Alias-collision check — a new call_shape_map_ keyed on (lower(name), param_type_ids) (return type excluded) detects the case where the same name(args) could resolve to two functions with different return types. This is the check that catches the day family.
These run at registry-construction time, so future regressions surface in test output rather than being silently shadowed.
Macro split
DATE_EXTRACTION_TRUNCATION_FNS is split into two macros:
DATE_EXTRACTION_FNS — keeps the existing SQL alias lists ({"year"}, {"day", "dayofmonth"}, etc.).
DATE_TRUNCATION_FNS — every alias list is {}. The truncate functions are still reachable through their date_trunc_* base names.

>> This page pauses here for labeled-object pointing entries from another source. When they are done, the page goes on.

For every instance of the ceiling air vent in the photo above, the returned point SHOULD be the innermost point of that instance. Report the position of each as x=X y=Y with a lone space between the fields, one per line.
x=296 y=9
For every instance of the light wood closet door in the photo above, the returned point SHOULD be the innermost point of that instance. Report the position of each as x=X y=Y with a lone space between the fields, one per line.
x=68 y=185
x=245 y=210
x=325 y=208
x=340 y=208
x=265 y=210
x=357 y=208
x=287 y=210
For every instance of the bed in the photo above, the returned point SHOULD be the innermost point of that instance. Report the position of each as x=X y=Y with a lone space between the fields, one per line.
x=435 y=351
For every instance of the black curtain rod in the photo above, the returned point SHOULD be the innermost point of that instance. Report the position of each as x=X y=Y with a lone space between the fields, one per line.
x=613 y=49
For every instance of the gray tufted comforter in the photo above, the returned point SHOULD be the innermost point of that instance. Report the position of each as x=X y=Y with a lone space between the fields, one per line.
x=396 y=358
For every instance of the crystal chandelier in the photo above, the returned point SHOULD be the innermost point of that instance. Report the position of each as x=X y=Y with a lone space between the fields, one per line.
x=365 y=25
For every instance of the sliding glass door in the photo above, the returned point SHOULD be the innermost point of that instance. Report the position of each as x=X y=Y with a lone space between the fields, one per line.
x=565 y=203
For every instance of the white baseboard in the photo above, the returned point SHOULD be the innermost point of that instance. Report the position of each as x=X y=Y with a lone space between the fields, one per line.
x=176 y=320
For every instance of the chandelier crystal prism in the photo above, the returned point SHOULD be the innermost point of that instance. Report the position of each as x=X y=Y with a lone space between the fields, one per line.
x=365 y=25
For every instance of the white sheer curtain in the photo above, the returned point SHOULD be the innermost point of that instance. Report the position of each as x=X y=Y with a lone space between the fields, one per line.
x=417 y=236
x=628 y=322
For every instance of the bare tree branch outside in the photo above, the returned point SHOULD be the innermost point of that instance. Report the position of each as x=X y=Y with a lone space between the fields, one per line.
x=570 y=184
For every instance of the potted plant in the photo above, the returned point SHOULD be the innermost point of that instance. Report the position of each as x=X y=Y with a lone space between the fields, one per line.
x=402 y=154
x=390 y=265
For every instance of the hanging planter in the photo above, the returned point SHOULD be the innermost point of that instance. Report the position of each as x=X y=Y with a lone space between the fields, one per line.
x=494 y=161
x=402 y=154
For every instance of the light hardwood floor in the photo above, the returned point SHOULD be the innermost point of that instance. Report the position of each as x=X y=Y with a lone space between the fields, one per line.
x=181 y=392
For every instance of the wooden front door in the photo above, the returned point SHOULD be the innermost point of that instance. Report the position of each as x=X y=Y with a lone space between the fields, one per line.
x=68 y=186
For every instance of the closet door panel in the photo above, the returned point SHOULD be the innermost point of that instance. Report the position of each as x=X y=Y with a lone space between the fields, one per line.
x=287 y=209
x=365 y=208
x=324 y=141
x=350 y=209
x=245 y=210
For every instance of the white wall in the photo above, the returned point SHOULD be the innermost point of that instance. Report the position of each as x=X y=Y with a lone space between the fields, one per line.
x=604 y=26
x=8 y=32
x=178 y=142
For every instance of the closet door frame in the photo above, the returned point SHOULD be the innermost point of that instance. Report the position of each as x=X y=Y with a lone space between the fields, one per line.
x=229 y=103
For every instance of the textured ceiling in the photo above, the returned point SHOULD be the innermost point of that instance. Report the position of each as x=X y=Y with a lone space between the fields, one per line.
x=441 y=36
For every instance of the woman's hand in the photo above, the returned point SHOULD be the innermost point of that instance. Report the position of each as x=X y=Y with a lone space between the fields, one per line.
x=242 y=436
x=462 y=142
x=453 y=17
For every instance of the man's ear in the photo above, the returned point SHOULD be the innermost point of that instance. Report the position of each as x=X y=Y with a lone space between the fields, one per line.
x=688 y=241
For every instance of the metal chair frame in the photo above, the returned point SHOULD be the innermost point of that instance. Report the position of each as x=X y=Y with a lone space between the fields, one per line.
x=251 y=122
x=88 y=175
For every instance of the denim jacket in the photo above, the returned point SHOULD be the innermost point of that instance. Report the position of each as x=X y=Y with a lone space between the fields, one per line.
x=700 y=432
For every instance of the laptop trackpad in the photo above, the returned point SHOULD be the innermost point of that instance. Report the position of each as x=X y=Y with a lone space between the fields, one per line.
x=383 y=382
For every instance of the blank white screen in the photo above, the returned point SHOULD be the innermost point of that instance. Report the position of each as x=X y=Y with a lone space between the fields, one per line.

Strengthened registry test
Added a third loop to TestNoDuplicates that mirrors the runtime alias-collision check: keys each registered signature on (lower(name), param_types) only and fails if two signatures share that key but disagree on return type. The two pre-existing loops still cover their original cases (same pc_name + params + ret, and same full signature appearing twice).
Cleanup
Removed the standalone NativeFunction("add", ..., date64+int64 → timestamp, "add_date64_int64"). DATE_ADD_FNS(add, {}) already provides the entry with the correct → date64 return type matching the precompiled symbol.
Dropped the {"convert_fromutf8"} and {"convert_replaceutf8"} aliases; the base names already match case-insensitively.
Are these changes tested?
Registry construction is now silent — no duplicate or alias-collision logs.
TestFunctionRegistry — 6/6 pass, including the strengthened TestNoDuplicates.
ctest -R gandiva — 4/4 binaries pass (gandiva-internals-test, gandiva-precompiled-test, gandiva-projector-test, gandiva-projector-test-static).
Are there any user-facing changes?
The Gandiva function list is different, with some aliases no longer appearing. Functionality is still available.